D’abord favorable à Sékou Touré, qui vient de proclamer l’indépendance après le « non » historique au référendum de 1958, il s’en éloigne trois ans plus tard au vu du tournant autoritaire que prend le régime qui le condamnera à mort par contumace en 1970.


 


« Lorsqu’il a sonné à ma porte pour me montrer l’article sur sa condamnation, j’ai tout fait pour que son contrat d’assistant soit renouvelé », se souvient Edmond Jouve. Au milieu des années 1970, Alpha Condé entre à la société de négoce Sucres et Denrées, mais ne perd pas de vue la politique.
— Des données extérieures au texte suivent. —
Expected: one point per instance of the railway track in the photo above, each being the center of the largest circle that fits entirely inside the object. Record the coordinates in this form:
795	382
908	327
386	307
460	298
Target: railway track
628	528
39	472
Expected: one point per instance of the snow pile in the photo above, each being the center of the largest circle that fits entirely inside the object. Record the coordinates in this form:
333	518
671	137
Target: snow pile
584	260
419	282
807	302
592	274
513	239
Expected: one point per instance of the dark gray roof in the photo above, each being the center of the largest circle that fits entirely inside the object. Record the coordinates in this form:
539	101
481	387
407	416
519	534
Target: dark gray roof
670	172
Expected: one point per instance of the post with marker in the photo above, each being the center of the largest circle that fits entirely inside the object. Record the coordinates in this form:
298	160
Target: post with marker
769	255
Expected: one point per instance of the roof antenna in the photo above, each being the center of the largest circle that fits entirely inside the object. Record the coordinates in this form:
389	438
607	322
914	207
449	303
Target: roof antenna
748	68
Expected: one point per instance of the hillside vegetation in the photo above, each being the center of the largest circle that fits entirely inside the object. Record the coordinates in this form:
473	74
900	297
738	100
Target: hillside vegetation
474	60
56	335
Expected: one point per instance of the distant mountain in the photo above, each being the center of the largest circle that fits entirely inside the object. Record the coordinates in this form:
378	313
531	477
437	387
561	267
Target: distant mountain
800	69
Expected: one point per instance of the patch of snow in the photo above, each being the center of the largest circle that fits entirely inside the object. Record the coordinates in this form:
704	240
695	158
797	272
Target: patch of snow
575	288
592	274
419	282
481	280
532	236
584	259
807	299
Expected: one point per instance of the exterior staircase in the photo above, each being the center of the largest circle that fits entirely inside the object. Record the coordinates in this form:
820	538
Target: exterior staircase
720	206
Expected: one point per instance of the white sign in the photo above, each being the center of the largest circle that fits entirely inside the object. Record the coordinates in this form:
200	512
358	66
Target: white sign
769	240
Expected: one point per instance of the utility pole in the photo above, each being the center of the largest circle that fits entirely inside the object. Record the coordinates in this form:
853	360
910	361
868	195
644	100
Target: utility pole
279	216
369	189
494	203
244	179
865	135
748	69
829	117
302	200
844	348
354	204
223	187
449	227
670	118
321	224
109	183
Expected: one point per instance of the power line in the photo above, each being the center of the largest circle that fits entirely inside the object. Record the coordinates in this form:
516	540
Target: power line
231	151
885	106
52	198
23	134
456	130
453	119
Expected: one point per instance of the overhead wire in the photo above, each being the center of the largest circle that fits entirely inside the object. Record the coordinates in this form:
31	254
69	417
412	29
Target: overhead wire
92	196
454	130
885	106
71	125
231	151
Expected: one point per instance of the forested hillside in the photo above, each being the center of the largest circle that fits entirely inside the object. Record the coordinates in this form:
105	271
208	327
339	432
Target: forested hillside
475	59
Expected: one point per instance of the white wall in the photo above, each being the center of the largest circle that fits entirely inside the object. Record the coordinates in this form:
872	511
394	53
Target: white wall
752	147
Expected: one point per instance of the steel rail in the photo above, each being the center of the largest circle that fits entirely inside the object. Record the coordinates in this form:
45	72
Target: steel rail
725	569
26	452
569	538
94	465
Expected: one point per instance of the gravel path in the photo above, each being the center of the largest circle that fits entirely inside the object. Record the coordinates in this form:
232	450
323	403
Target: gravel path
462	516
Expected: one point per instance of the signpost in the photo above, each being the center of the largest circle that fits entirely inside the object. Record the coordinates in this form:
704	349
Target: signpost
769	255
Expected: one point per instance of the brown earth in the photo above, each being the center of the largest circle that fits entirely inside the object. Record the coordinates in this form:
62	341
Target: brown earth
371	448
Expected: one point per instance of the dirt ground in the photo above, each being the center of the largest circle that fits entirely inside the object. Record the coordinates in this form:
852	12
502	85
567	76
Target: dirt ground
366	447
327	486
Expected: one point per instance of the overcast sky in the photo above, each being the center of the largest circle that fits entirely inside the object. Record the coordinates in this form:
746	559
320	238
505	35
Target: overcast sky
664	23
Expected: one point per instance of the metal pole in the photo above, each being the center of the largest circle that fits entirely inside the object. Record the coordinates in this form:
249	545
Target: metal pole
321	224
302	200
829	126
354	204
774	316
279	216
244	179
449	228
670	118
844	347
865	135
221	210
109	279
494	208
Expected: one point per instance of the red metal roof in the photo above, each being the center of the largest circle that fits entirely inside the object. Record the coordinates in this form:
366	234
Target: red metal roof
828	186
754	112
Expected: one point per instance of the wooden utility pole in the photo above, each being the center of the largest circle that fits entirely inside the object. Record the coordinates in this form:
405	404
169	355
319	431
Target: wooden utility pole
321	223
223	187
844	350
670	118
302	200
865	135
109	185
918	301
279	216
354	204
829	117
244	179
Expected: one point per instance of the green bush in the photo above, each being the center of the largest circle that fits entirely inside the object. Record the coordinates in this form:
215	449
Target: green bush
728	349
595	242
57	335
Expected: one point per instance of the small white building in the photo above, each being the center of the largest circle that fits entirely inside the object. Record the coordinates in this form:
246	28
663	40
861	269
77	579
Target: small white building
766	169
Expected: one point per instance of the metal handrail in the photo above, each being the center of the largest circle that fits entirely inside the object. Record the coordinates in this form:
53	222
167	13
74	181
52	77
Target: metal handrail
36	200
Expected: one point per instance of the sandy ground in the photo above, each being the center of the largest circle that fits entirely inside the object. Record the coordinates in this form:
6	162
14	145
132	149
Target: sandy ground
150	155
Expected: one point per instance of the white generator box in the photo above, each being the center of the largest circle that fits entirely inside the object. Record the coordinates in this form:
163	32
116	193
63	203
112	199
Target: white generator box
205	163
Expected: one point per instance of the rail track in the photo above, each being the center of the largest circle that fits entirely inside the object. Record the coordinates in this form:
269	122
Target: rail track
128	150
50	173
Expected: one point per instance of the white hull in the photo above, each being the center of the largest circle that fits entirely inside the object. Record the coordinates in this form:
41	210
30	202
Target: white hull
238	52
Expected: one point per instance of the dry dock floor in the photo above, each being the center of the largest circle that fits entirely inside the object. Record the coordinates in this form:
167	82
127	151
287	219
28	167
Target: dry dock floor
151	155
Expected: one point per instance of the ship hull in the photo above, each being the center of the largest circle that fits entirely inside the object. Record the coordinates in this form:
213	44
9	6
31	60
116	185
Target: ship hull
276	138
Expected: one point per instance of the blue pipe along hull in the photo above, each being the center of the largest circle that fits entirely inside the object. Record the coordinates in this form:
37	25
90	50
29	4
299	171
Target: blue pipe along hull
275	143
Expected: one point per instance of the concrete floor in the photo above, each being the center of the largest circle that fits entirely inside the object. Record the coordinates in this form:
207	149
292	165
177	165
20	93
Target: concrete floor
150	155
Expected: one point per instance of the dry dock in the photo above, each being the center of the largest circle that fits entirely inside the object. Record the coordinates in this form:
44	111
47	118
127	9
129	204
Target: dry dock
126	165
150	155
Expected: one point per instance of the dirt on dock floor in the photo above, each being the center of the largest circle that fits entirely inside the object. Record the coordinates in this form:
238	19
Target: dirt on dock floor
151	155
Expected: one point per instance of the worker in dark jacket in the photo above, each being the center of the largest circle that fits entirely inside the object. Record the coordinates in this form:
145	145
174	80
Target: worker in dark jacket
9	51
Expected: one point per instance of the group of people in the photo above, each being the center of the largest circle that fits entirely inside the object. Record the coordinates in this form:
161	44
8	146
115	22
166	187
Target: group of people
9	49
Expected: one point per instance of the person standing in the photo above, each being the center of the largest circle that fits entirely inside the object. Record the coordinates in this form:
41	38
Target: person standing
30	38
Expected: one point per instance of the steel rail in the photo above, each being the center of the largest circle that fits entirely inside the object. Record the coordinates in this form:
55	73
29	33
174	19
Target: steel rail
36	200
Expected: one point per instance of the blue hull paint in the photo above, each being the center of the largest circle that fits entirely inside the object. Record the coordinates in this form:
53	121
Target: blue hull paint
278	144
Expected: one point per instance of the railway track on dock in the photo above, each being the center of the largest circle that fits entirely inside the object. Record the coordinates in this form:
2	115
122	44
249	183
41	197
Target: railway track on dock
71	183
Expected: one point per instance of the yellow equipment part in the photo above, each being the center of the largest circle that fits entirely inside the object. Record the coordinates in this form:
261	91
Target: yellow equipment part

Il voyage dans toute l’Afrique de l’Ouest et pose les bases de ce qui deviendra son parti, le Rassemblement du peuple de Guinée (RPG).


Un « sentimental »


Organisés en cellules cloisonnées pour plus de sécurité, les militants de la première heure se souviennent des tracts transportés dans des paquets de lessive pour traverser la frontière ivoirienne. Mais aussi de la répression, des sévices et de la prison. L’héritage est encore présent au sein du RPG, où le cloisonnement et la centralisation restent forts : le parti n’a officiellement plus de président depuis qu’Alpha Condé a accédé à la magistrature suprême.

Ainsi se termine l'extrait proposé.